The numbers led investors to increase bets the BoE would lower interest rates for a second time in its November meeting following its quarter-point reduction in August, and then make an additional cut in December.
Traders had previously put the chance of two quarter-point rate cuts by the end of the year at about 50%, according to levels implied in swaps markets.
That increased to 75% after the inflation release. The pound was down 0.6% against the dollar at US$1.30 on Wednesday.
A November cut already looked “nailed on before today’s release”, said Paul Dales at Capital Economics.
“The chances of that being immediately followed by another quarter-point cut at the following meeting in December has just gone up,” he added.
Aaron Hussein, global market strategist at JPMorgan Asset Management, said the inflation data and cooling wage growth showed the BoE was “gradually taming the inflation tiger”.
The yield on two-year UK government bonds, which are sensitive to interest rate changes, fell 0.11 percentage points to 4.02%.
Governor Andrew Bailey said recently that rate-setters could be “a bit more aggressive” in lowering borrowing costs if inflation continued to fall.
The comments were seen by investors as a signal the BoE was poised to cut rates at both its November and December meetings.

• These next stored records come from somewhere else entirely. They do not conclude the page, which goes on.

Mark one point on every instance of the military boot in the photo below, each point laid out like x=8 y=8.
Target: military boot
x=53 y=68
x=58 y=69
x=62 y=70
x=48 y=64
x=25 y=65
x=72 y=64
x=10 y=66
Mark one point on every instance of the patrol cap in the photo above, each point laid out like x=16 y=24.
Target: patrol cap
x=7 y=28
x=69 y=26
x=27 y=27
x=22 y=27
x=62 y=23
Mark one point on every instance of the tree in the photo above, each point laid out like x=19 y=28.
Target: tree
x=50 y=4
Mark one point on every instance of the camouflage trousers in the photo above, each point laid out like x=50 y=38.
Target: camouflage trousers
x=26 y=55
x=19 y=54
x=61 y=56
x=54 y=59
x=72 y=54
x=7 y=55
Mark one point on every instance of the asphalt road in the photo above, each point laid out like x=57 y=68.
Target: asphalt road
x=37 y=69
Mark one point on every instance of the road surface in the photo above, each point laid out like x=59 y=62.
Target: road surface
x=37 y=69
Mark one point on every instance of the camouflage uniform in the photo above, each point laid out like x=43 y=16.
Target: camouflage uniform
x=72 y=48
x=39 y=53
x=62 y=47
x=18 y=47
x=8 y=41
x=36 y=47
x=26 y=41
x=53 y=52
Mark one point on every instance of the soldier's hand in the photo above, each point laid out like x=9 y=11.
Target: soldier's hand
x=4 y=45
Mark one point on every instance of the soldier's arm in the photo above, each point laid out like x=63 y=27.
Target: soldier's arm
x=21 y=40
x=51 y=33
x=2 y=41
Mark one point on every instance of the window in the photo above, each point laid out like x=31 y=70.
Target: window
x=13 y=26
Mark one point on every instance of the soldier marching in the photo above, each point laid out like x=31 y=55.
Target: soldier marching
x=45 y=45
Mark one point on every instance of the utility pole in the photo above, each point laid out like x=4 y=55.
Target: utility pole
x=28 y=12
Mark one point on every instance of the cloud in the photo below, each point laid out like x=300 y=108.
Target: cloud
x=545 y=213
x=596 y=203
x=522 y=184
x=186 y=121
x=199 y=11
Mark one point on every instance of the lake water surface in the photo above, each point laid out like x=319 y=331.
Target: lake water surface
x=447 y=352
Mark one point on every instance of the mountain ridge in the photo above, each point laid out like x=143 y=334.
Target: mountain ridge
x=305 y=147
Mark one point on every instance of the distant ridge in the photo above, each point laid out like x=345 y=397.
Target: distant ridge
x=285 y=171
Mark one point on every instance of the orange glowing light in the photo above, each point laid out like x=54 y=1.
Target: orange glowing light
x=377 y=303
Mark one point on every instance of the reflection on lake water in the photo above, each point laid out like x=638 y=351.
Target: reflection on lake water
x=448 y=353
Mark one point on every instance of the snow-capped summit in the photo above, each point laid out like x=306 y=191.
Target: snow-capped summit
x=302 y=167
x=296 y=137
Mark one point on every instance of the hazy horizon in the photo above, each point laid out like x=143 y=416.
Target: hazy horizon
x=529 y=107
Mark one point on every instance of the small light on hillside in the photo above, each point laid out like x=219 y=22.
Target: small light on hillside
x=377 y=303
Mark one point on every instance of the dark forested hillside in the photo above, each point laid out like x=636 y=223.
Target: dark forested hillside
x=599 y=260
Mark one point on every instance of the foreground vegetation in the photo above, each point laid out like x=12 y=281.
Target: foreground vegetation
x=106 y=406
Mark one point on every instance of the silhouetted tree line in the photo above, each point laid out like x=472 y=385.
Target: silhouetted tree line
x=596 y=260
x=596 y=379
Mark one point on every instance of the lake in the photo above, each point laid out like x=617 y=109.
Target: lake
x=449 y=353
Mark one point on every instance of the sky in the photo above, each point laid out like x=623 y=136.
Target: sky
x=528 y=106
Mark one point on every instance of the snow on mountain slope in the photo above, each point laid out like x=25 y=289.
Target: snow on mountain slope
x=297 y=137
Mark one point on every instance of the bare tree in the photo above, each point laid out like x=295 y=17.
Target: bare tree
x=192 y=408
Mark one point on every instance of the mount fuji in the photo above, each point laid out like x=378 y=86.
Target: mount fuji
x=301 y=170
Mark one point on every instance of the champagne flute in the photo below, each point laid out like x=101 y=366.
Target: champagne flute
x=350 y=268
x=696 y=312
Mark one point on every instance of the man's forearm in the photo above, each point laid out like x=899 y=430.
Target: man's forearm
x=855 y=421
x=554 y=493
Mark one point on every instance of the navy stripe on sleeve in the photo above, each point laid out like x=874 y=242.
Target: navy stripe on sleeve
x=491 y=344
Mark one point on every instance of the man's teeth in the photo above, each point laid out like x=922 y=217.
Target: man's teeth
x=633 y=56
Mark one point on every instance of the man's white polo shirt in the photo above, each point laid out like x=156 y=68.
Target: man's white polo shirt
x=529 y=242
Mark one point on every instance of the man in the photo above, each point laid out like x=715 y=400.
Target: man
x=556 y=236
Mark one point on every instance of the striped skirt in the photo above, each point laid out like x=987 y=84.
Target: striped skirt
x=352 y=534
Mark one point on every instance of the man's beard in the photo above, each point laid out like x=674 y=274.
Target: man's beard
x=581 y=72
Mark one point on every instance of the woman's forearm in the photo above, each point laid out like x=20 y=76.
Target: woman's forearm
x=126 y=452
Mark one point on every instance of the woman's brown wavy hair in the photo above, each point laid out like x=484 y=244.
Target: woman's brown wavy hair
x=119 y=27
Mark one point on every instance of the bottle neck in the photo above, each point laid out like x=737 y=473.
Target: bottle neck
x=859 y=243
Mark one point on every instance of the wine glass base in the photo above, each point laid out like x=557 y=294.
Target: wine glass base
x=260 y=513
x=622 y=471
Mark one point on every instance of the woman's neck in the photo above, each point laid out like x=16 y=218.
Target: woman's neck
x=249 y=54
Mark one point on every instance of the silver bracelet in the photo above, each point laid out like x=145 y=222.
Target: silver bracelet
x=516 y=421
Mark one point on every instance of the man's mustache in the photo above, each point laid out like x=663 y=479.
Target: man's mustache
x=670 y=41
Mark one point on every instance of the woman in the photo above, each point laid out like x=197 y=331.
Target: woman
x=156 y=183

Core inflation was 3.2%, lower than economists’ expectations of 3.4%, while the rate of services inflation fell from 5.6% to 4.9%, driven by lower airfares.
Services inflation is seen by the central bank as a key gauge of underlying price pressures.
The 4.9% reading was well below the 5.5% forecast published by the BoE when it last released a full assessment of the economy in August.
It chimes with separate ONS data this week showing UK wage growth fell to 4.9% in the three months to August, down from 5.1% in the three months to July.
The decline in services inflation was “big news” for the central bank, said James Smith, UK economist at ING.
“We think the Bank of England can pick up the pace of cuts beyond November.”
An acceleration in the rate-cutting cycle is possible even though headline inflation is likely to bounce back towards 2.5% later this year as the downward drag from lower energy prices fades, Smith added.
A key input into the BoE’s December meeting will be the shape of Reeves’ October 30 Budget and the impact of her attempts to get debt under control.
Darren Jones, the chief secretary to the Treasury, said Wednesday’s inflation figures would be “welcome news for millions of families”, adding “there is still more to do to protect working people”.
However, the sharp drop in inflation will hit many lower-income families, given September’s 1.7% figure is set to be used to increase working-age benefits next spring.